Born in Hagerstown, Md., Smith earned a B.A., Phi Beta Kappa, in chemistry and microbiology at Goucher College in Towson, Md., in 1947 and an M.A. in chemistry at Wesleyan University in Middletown, Conn., in 1949.

She began her career working as an analytical chemist in the laboratories of U.S. Rubber until 1958, when she became a chemistry project leader at the Department of Agriculture in Beltsville, Md.

Smith taught chemistry from 1961 until 1966 at the now-defunct Western High School in Washington, D.C., and was chair of its science department from 1964 until 1966.

She served as a National Institutes of Health predoctoral fellow from 1966 until 1968. She then moved to Georgetown University, where she worked as a research associate in inorganic chemistry before earning a Ph.D. in chemistry there in 1975.
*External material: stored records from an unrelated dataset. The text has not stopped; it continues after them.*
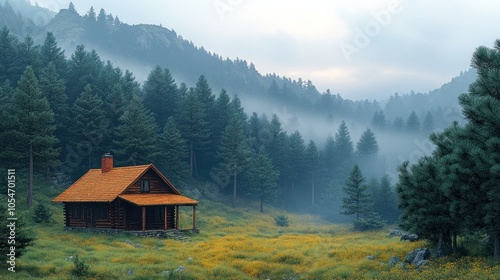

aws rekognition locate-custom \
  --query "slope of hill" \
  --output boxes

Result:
[0,0,475,129]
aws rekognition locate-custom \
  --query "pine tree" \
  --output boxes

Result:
[443,40,500,258]
[422,111,434,133]
[322,135,336,180]
[68,2,76,13]
[0,203,35,260]
[334,121,354,180]
[340,165,385,230]
[67,84,107,173]
[374,174,399,223]
[356,128,378,159]
[96,8,106,27]
[179,89,210,177]
[66,45,98,105]
[85,6,97,23]
[19,35,41,74]
[340,165,371,220]
[396,157,456,251]
[248,112,264,152]
[40,32,67,77]
[143,66,180,126]
[0,26,23,84]
[159,117,189,183]
[13,66,59,207]
[406,111,420,132]
[247,150,279,213]
[114,99,159,165]
[40,61,69,142]
[304,140,320,207]
[216,111,250,207]
[372,110,387,130]
[285,130,306,205]
[392,117,405,132]
[0,87,17,168]
[211,89,231,165]
[194,75,218,173]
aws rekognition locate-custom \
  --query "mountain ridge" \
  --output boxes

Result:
[0,1,473,121]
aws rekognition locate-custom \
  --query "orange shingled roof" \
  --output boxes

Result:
[52,164,178,202]
[118,193,198,206]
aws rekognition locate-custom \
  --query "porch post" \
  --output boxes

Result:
[193,205,196,229]
[175,205,179,229]
[163,206,168,230]
[142,206,146,231]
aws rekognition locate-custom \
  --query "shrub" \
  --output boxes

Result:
[354,216,385,231]
[72,255,89,277]
[33,203,52,224]
[274,214,289,227]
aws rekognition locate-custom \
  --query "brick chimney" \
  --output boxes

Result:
[101,153,113,173]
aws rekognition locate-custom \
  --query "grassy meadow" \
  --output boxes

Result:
[0,178,500,279]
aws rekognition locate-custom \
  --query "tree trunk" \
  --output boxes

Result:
[451,232,458,255]
[27,143,33,207]
[493,231,500,259]
[233,169,238,208]
[189,143,193,178]
[437,230,443,255]
[311,172,314,207]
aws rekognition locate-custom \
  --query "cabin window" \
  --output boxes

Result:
[71,204,85,219]
[153,206,165,221]
[95,205,109,220]
[141,180,149,192]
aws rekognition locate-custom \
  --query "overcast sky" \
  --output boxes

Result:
[31,0,500,99]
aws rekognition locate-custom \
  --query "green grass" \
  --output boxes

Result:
[0,178,500,279]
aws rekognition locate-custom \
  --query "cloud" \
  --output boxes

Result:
[34,0,500,99]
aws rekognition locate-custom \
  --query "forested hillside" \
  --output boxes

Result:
[0,1,475,221]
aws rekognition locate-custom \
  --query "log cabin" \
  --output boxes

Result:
[52,154,198,231]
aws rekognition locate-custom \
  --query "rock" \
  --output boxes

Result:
[400,233,420,242]
[160,270,170,279]
[405,248,431,268]
[411,248,431,267]
[389,229,403,237]
[387,256,405,268]
[415,260,429,270]
[174,265,186,273]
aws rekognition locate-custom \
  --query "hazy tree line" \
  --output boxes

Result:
[0,28,396,221]
[397,40,500,258]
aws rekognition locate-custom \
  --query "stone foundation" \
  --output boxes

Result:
[64,227,200,239]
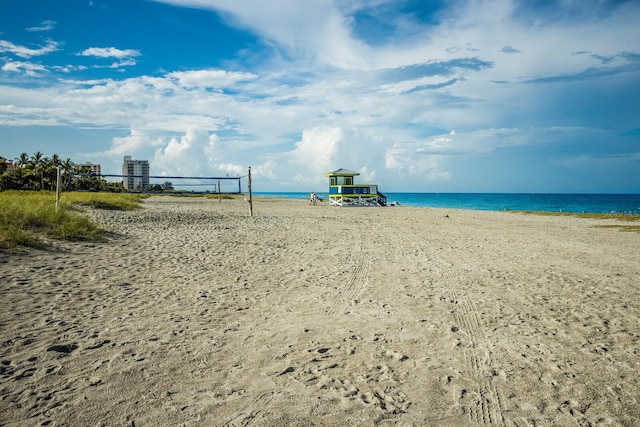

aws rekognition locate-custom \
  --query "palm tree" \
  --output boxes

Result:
[16,153,29,168]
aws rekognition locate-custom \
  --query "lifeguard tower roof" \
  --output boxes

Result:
[324,168,360,176]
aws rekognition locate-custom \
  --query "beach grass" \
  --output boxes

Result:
[509,211,640,233]
[0,191,140,251]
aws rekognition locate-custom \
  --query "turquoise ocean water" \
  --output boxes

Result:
[254,192,640,215]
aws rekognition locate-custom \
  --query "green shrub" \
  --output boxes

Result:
[0,191,140,250]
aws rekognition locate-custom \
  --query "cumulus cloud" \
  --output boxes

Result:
[78,47,140,58]
[0,39,59,59]
[0,0,640,188]
[167,70,258,88]
[27,19,57,32]
[2,61,47,76]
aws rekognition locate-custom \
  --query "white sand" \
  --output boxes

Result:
[0,197,640,426]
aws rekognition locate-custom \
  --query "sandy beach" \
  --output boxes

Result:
[0,197,640,426]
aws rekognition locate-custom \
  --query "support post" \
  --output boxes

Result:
[247,166,253,216]
[56,166,62,211]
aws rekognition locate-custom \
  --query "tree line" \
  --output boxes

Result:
[0,151,125,192]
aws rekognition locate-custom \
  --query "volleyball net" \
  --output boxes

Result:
[66,173,244,194]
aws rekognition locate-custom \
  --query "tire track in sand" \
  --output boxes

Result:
[442,267,506,426]
[325,253,371,316]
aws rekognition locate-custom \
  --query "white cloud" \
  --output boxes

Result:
[27,19,57,32]
[78,47,140,58]
[0,0,640,189]
[167,70,258,88]
[0,39,59,59]
[2,61,47,76]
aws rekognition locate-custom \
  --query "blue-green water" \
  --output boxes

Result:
[254,192,640,215]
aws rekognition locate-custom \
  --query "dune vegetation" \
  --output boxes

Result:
[0,191,140,251]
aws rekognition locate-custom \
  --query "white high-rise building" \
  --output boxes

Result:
[122,156,149,193]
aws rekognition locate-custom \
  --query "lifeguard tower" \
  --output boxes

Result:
[324,169,387,206]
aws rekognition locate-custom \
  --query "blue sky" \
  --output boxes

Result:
[0,0,640,193]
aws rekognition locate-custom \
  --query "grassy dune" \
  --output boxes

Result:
[0,191,140,250]
[510,211,640,233]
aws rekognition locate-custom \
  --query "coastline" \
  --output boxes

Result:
[0,197,640,425]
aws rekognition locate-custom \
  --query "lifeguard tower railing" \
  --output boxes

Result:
[329,184,386,206]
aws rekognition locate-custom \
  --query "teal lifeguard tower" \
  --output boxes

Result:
[324,169,387,206]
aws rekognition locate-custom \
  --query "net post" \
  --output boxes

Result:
[247,166,253,216]
[56,166,62,211]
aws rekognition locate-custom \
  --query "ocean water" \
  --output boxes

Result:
[254,192,640,215]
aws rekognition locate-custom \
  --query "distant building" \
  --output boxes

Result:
[122,156,149,192]
[76,162,102,175]
[0,156,16,173]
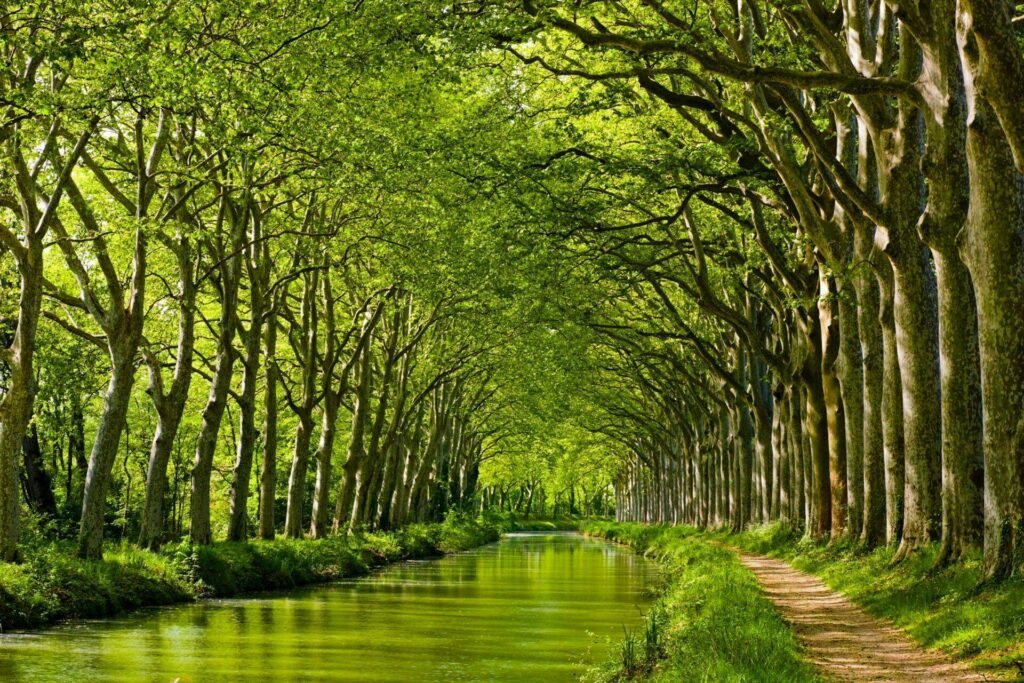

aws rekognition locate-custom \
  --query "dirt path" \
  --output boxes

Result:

From 1972 until 1980, she also worked as manager of ACS’s News Service. Most notably, she played a significant role in publicizing new information about chlorofluorocarbons’ destruction of the ozone layer.

In 1980, she became an associate editor of the Proceedings of the National Academy of Sciences, remaining with the publication until her retirement in 1996.

Smith was an emerita member of ACS, joining in 1961.

Her husband, Harold, died in 1968. She is survived by her daughter, Barbara Smith-Demo.